The administration came under criticism by a variety of sources recently regarding CAFE mileage standards for the model years 2017-2025; reportedly the administration is considering a final target as high as 62 MPG. The occasion for the most recent outburst was the release last week of a report by the respected Center for Automotive Research (CAR). In it CAR calculated that a target of a CAFE standard of 62 MPG for 2025 would add $9,800 to the price of the average car and cost the auto industry a quarter of a million jobs due to reduced auto sales.
The Detroit News, Motor Trend, NRO, American Thinker reacted with horror and disgust; even the Autoblog Green was critical.
I think these complaints are knee-jerk and unfair. As I previously wrote, CAFE standard have been a dud in both design and ambition for twenty years, but the new version are reasonable, (probably) effective, and economically justified. The CAR report does not change my view. A more nuanced view of the report, and the coming standards for 2017-2025, includes these perspectives:
- New standards are not the initiative of this administration -- they are required by the Energy Act of 2007. (The NHTSA at DOT is the agency responsible for CAFE standards, but the EPA has shoehorned itself into the mix by its unilateral adoption of responsibility for greenhouse gas emissions. I don't support EPAs role in CAFE, but its actual impact is TBD.)
- The administration has not adopted the 62 MPG standard. Reportedly, it is considering an ultimate target of 47-62 MPG; the standards are due out it September. The '07 Act requires that standards be set with consideration to what is economically feasible.

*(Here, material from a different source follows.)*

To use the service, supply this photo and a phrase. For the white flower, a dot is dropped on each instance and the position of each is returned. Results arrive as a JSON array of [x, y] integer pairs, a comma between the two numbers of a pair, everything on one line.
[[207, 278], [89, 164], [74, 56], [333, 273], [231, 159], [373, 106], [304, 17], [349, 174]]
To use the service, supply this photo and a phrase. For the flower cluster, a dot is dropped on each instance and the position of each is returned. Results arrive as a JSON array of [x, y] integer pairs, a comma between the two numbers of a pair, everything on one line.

- The Obama Administration, even with a second term, will be long gone before the engineering even begins for most of the model years 2017-25. If new standards are really infeasible in the future, they will be reduced.

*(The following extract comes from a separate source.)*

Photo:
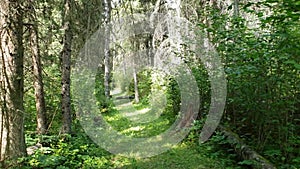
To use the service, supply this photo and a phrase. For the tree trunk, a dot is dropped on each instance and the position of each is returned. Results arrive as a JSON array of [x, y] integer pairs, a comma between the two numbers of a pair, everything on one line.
[[37, 73], [107, 59], [136, 89], [12, 142], [66, 69]]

- The penalty for failure to comply with CAFE standards is very modest -- $55 per MPG per car. So automakers have the option of failing to meet standards and paying the fine, if that makes more economic sense. Missing by 10 MPG only costs $550.
- While CAR estimates that achievement of the 56 MPG standard will add $6,700 and the 47 MPG standard $3,700, others (including DOT/EPA, of course) have estimated lower figures, in the $2,500 or less range for mid-50's MPG. This much we know: no one knows for sure. Engineering for model year 2025 won't even be finalized until mid 2023, 12 years from now.

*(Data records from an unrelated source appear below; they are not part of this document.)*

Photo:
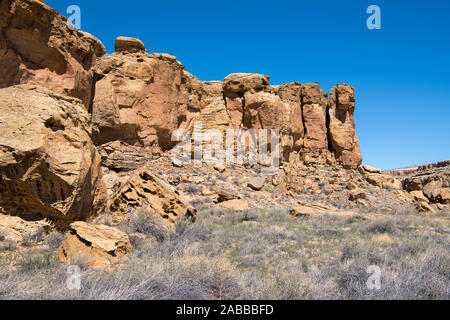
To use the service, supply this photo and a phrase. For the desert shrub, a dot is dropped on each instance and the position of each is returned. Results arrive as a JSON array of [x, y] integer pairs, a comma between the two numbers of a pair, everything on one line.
[[54, 240], [147, 223], [384, 225], [191, 231]]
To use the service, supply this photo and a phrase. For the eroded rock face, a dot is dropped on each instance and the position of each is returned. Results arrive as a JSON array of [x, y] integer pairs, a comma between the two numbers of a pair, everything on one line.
[[49, 167], [146, 190], [94, 246], [15, 228], [37, 47], [129, 44], [141, 99], [342, 131]]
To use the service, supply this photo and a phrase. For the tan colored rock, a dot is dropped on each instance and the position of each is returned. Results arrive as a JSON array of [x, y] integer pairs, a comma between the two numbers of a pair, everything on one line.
[[423, 206], [94, 246], [129, 44], [49, 167], [141, 99], [384, 181], [15, 228], [121, 157], [257, 183], [300, 211], [146, 190], [235, 86], [223, 196], [235, 204], [342, 131], [357, 194], [290, 93], [240, 83], [314, 104], [418, 196], [371, 169], [219, 167], [432, 190], [444, 196], [37, 47]]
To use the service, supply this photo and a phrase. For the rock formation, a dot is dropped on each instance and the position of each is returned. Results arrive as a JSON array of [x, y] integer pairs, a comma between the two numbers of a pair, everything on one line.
[[37, 47], [131, 103], [146, 190], [94, 246], [49, 166], [141, 99]]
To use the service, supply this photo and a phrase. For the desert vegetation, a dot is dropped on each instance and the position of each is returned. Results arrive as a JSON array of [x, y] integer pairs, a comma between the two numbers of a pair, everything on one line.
[[253, 254]]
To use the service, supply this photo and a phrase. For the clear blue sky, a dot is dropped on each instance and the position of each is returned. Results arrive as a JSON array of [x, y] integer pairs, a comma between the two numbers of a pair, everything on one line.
[[401, 73]]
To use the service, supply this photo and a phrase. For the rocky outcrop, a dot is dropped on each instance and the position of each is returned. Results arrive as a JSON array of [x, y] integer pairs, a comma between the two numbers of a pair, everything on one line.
[[432, 181], [129, 45], [384, 181], [146, 190], [342, 131], [16, 229], [94, 246], [141, 99], [37, 47], [49, 166]]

- Fuel economy in the range discussed here saves enormous amounts of fuel, which can justify a seemingly large up-front cost. While the CAR report highlights what it thinks will be the high cost of meeting 62 MPG, it forecasts that the lower bound of the potential range (47 MPG) is economically justified at gas at $3.50 cents per gallon, and gas of $6.00 per gallon pays for improved fuel economy all the way up to a 56 MPG standard.
CAR says one needs to multiply CAFE standards by 0.8 to get "real world" MPG figures. So in real life terms, EPA is considering 38-50 MPG, vs. 22 for new cars today. The midpoint of the considered range is about 55 CAFE, or 44 real life -- that is, a doubling. I for one would be delighted to replace my 17 MPG Government Motors family hauler with one getting 34 MPG. Nudging automakers in that direction is good policy.